De acordo com a versão policial, no local onde ficavam alojados, não encontraram os procurados. No decorrer da diligência a equipe avistou uma pessoa suspeita que, ao empreender fuga, acabou delatando a direção em que os demais estavam refugiados, onde foram recebidos a tiros, e sua reação resultou na morte das 10 pessoas e no baleamento de pelo menos mais 4 vítimas não fatais. Segundo a polícia, a maior parte do grupo fugiu. 


Após o confronto e dispersada parte dos agricultores, a equipe policial, comandada por autoridade civil ou militar cuja identidade ainda não foi revelada, decidiu pela remoção dos corpos, transportando-os até o local onde as viaturas estavam estacionadas, o que os levou a percorrer grande distância manuseando os corpos das vítimas sem o devido preparo e cautelas formais, até o hospital Iraci Machado de Araújo. Foram recolhidas 11 armas usadas pelo grupo de procurados, dentre as quais um fuzil 762 e uma pistola Glock .380.


A versão dos sem-terra é outra.  Eles sustentam que nos cadáveres havia perfurações à bala nas costas, nas nádegas, nos crânios por trás, além de indícios fortes de tiros à queima-roupa. 


O pai de Hércules contou que seu filho era trabalhador e almejava independência financeira, por isso foi lutar para ter sua terra, apesar dos conselhos dos familiares para que se afastasse devido ao clima de violência na fazenda que aumentara nos últimos meses. O agricultor soube da morte do filho porque foi até ao hospital de Redenção verificar se ele estava entre os mortos; reconheceu Hércules ainda na caçamba da Polícia, jogado no meio de outros corpos; foi chamado a reconhecer seu filho mas só pôde olhar o rosto; o corpo foi ensacado e levado para o IML de Parauapebas. Pessoa que não sabe identificar prometeu que o corpo seria entregue preparado, mas chegou em avançado estado de decomposição, com a pele soltando; alguém informou ter visto marcas de queimadura em formato de coroa ao redor das perfurações no peito de Hércules, evidências que deverão ser confirmadas pelo trabalho da perícia criminal do CPC Renato Chaves. 


Testemunha ocular da operação relatou que acordou por volta de 6h30, no acampamento perto da sede da fazenda Santa Lúcia, ouviu a aproximação da polícia, então procederam como era sua praxe e abandonaram o local e se refugiaram na mata, munidos de lona preta para se proteger da chuva, com duas pessoas, cada uma posicionada num lado esticando a lona para cobrir os cerca de vinte e cinco que se abrigavam sob ela sentados, de costas para a direção de onde a polícia surgiu; que ouviu apenas o grito do delegado Miranda: “Ninguém corre que vai morrer” e então começaram os tiros; que começaram a correr junto com os tiros e viu Jane Júlia nem conseguir se levantar e já tombar próximo a si; começou a correr, mas logo após alguns metros suas pernas “falharam”, caiu no chão e ficou aterrorizada escutando os tiros e gritos; tentou correr de novo, mas não conseguia ter forças de se levantar; engatinhou pelo mato alto e se escondeu; ouvia quando os policiais gritavam e espancavam os capturados; que o delegado gritava perguntando “quer morrer vagabundo, tu vai morrer”; “quer correr, corre, corre vagabundo…”; que não houve reação e não havia armas no local. 

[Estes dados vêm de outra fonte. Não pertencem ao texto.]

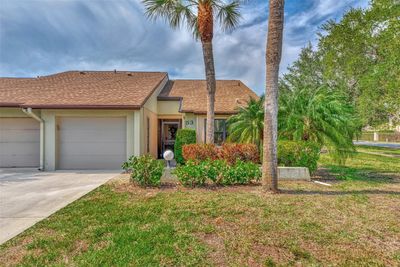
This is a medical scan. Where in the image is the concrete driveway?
[0,169,119,244]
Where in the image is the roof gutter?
[22,108,44,171]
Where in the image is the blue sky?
[0,0,368,93]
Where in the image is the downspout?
[22,108,44,171]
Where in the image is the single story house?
[0,71,257,171]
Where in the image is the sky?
[0,0,368,94]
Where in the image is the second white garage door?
[0,118,40,167]
[57,117,126,170]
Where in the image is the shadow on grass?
[314,165,400,184]
[279,189,400,196]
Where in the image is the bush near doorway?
[174,129,196,164]
[174,159,261,187]
[122,155,164,186]
[183,143,260,165]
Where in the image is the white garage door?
[0,118,40,167]
[57,117,126,170]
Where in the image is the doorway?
[158,119,181,158]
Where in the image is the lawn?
[0,149,400,266]
[357,145,400,157]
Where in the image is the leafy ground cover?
[0,148,400,266]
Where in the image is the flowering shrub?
[182,144,219,161]
[174,160,261,187]
[183,144,260,165]
[122,155,164,186]
[219,143,260,164]
[174,129,196,164]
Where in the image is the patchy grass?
[357,145,400,156]
[0,153,400,266]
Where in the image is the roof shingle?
[158,80,258,114]
[0,71,167,109]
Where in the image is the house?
[0,71,257,170]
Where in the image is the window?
[204,119,227,145]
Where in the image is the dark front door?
[159,120,180,158]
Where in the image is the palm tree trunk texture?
[202,42,216,144]
[262,0,285,192]
[197,2,216,144]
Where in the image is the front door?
[160,120,180,158]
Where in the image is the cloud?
[0,0,367,93]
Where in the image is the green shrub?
[203,159,228,184]
[182,143,260,165]
[174,160,207,187]
[219,143,260,165]
[182,144,219,162]
[278,140,321,173]
[174,160,261,187]
[221,160,261,185]
[122,155,164,186]
[174,129,196,164]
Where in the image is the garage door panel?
[60,155,126,170]
[58,117,126,169]
[0,142,40,157]
[61,142,126,156]
[0,118,40,167]
[0,129,40,143]
[61,129,126,143]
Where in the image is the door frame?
[158,119,182,158]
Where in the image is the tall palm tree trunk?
[262,0,285,192]
[202,42,216,144]
[197,2,216,144]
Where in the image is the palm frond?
[216,0,241,31]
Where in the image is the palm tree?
[262,0,285,192]
[278,85,360,163]
[143,0,240,143]
[227,96,264,152]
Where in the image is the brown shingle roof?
[158,80,258,114]
[0,71,167,109]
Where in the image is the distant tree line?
[280,0,400,126]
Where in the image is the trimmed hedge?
[122,155,164,186]
[174,160,261,187]
[278,140,321,173]
[174,129,196,164]
[183,143,260,165]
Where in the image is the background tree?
[278,44,361,163]
[318,0,400,126]
[262,0,285,192]
[227,96,264,152]
[143,0,240,143]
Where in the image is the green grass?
[0,153,400,266]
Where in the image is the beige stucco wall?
[0,108,31,118]
[142,108,158,158]
[0,108,143,171]
[157,100,182,117]
[196,115,229,144]
[41,109,140,170]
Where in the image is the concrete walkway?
[0,169,119,244]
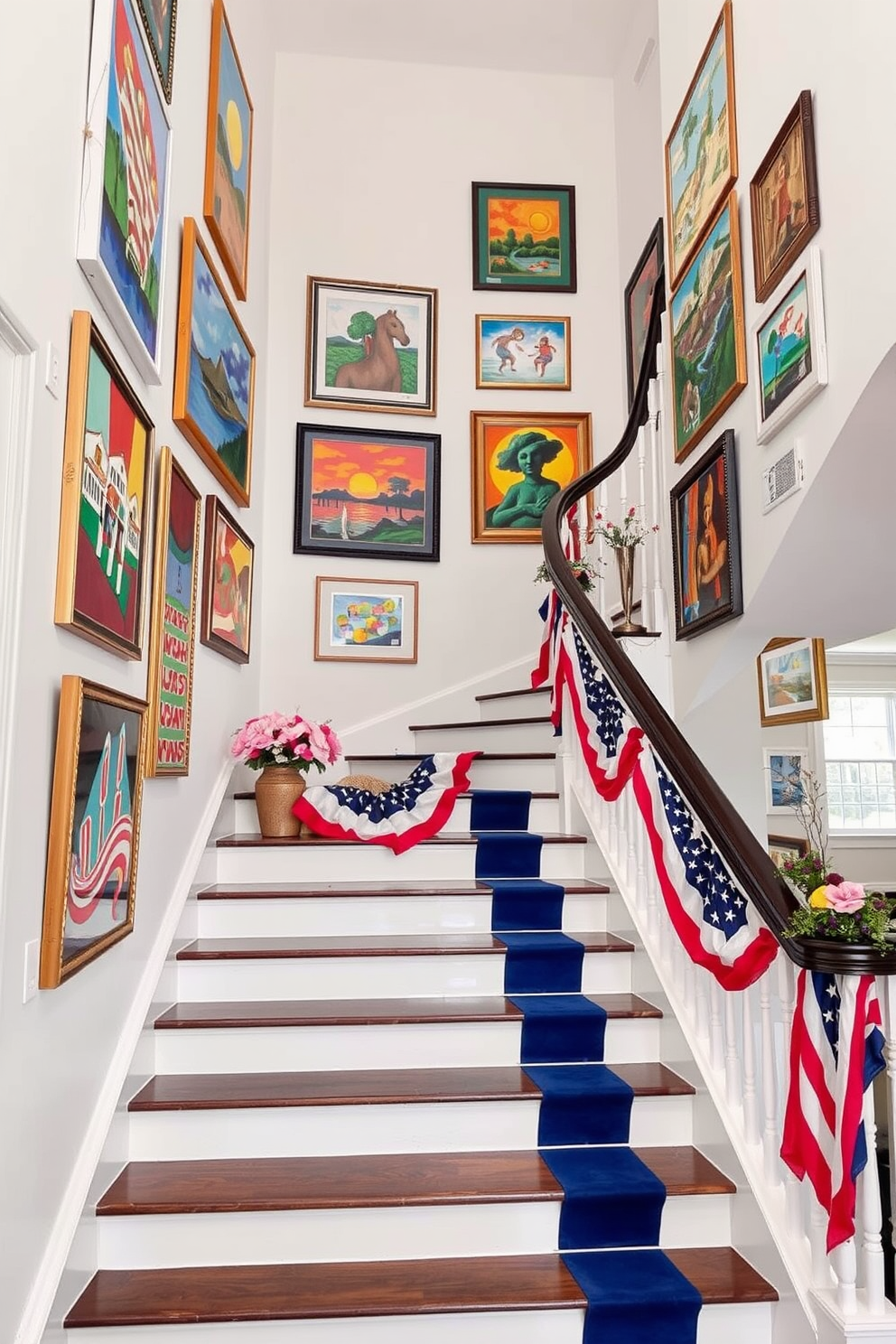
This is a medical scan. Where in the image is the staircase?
[66,691,777,1344]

Questionada como poderia reconhecer a voz do delegado Miranda, a testemunha respondeu que ele interagia muito com os posseiros; que o delegado havia reunido muitas vezes com eles; que Miranda realizou várias reintegrações de posse e na última vez esteve com eles em 20 de abril, chamou-os de “vagabundos” e isso até havia sido filmado. Contudo, perguntada se tem o vídeo, afirma que estava no celular de Jane Júlia e que julgava que ele havia sido recolhido pelos policiais. 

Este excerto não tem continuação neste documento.